Month of the Military Child: Time to Celebrate, Time to Listen
April is the Month of the Military Child—a time designated in America to honor, celebrate, and remember that military kids serve, too! At the National Military Family Association, we work closely with the military community’s youngest patriots and tiniest warriors, and we know their sacrifices during a parent’s service to our nation gives them the biggest of hearts.
Join us this month to honor them and learn more about the issues they face in their unique form of service.
Military Kids Need Support
According to the Department of Defense, there are 1.6 million children who have one or more parents serving in the military. Many of these kids will change schools an average of nine times before graduation; others haven’t known a childhood without war. Reasons like these—and more—are why our Association moves quickly to serve this significant portion of the military family community.
Since 2004, NMFA has hosted Operation Purple® programming to build community and connection for military kids through summer camps, virtual activities, and healing retreats for families. Through these programs and our award-winning research, we have learned military kids want to feel seen, heard, and valued.

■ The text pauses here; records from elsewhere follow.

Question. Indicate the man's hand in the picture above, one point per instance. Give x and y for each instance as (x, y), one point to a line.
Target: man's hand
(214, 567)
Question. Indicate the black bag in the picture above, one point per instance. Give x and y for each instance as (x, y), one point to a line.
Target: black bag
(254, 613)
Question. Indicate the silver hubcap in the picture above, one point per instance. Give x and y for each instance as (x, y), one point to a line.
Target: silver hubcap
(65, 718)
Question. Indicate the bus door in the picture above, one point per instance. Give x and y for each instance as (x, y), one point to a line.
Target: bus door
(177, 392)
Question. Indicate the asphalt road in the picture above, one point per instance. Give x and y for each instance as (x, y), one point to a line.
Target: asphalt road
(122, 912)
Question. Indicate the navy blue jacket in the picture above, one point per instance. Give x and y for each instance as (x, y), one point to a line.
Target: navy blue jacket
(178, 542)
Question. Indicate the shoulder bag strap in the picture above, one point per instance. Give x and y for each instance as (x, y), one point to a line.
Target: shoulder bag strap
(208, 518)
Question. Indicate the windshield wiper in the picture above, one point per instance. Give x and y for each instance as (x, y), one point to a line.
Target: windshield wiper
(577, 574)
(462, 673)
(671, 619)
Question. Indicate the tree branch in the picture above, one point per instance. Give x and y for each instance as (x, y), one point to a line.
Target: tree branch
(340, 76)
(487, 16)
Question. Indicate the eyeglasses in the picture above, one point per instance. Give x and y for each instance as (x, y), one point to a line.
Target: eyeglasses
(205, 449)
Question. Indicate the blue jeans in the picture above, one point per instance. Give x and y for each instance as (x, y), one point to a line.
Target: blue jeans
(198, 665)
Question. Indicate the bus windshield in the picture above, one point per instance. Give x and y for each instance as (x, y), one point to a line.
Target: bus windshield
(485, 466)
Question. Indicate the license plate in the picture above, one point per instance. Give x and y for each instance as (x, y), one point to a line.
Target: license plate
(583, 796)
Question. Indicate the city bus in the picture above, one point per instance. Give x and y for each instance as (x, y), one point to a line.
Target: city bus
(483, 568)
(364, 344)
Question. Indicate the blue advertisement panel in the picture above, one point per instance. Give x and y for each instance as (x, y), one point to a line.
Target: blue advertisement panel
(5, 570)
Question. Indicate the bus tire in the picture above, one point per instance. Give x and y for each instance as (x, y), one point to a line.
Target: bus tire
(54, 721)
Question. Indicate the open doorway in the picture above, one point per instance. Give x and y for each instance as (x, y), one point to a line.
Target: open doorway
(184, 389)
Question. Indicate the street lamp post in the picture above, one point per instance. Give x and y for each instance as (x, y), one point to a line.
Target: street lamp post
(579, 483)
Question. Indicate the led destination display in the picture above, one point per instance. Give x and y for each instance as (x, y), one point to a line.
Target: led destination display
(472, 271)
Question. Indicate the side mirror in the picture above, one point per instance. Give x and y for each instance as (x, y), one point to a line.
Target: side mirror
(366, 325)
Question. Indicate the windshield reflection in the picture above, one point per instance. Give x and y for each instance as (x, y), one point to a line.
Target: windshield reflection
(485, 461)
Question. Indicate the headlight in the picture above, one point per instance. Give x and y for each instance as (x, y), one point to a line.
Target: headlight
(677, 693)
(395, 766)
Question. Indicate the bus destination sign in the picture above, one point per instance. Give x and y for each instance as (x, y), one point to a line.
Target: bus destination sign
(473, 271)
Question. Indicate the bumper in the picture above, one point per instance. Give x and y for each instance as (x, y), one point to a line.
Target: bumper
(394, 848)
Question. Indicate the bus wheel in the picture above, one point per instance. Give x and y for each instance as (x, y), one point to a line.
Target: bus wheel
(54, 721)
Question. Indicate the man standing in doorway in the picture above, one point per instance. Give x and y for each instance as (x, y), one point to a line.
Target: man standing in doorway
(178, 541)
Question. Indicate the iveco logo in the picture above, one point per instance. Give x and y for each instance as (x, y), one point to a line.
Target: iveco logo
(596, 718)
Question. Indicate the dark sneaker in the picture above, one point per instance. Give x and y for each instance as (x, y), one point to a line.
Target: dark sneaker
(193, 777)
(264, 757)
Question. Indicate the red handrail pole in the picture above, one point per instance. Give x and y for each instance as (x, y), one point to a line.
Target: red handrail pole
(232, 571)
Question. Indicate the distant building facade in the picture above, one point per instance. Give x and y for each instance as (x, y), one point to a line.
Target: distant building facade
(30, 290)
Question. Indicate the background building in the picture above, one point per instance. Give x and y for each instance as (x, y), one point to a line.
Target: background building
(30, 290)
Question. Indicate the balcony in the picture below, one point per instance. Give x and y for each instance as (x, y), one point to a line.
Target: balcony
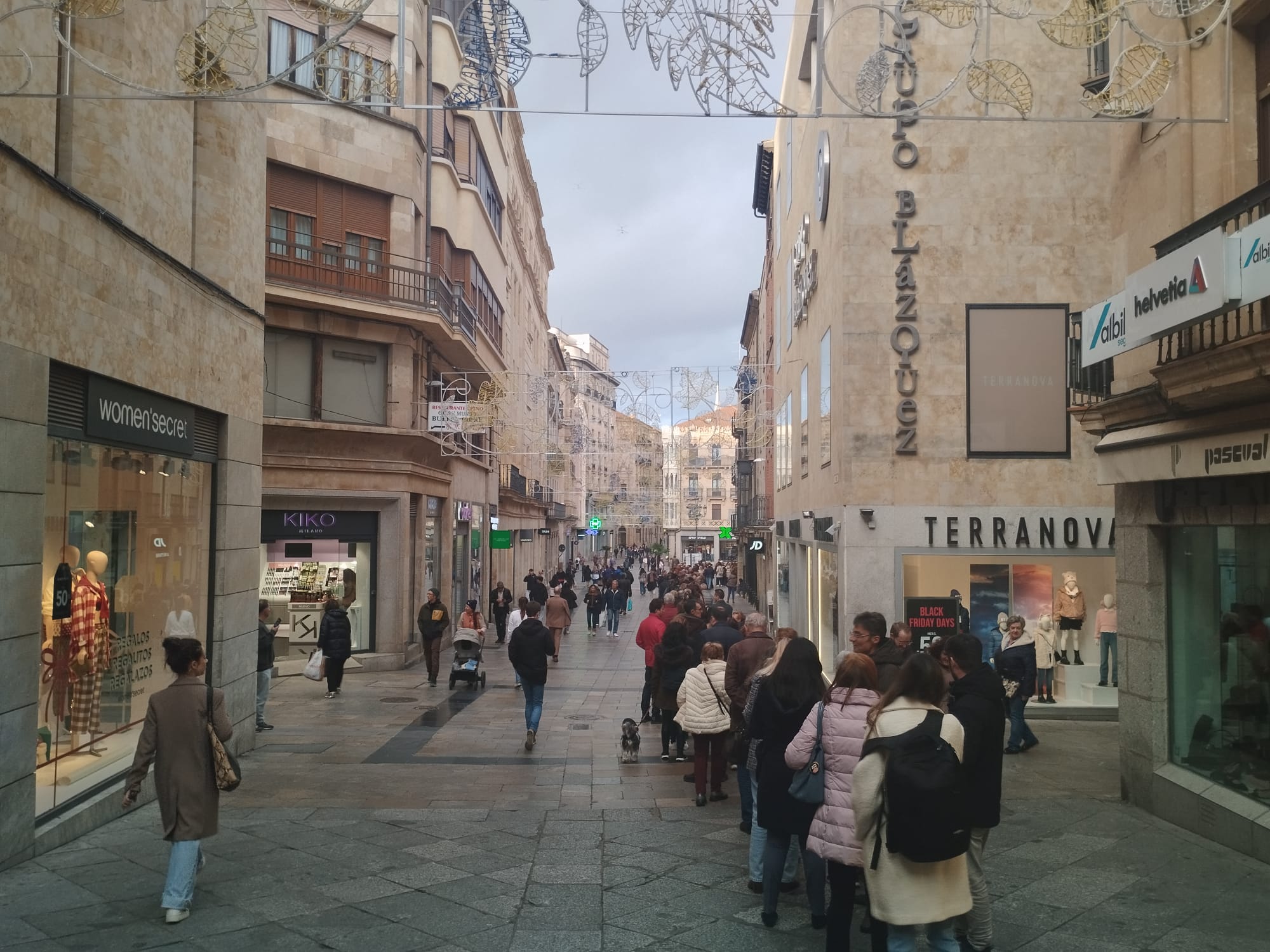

Through our Military Teen Experience Survey, we’ve learned the unique military lifestyle affects military teenagers in areas such as friendships, self-esteem, grades, and sticking to extracurricular activities. Our multi-year research continues to show a direct correlation between a parent’s service and a youth’s well-being and overall mental health.
Celebrate Military Kids
Despite the struggles inherent to military kids who do not don the military uniform but follow through with permanent change of station orders or hold the home front while a parent is deployed—they continue to be valuable contributors to the military family unit. And what we have learned is that moments of praise and connection can go a long way.
This month, we are celebrating military kids and the ways in which they are resilient through adversity (and we may be giving away a handful of new smartwatches along the way). While prizes, confetti, and high-fives are wonderful this month, let this month serve as a reminder today, tomorrow, and in the future to recognize the role military kids have in the military family—who knows, they may be our next service member and hero in the making!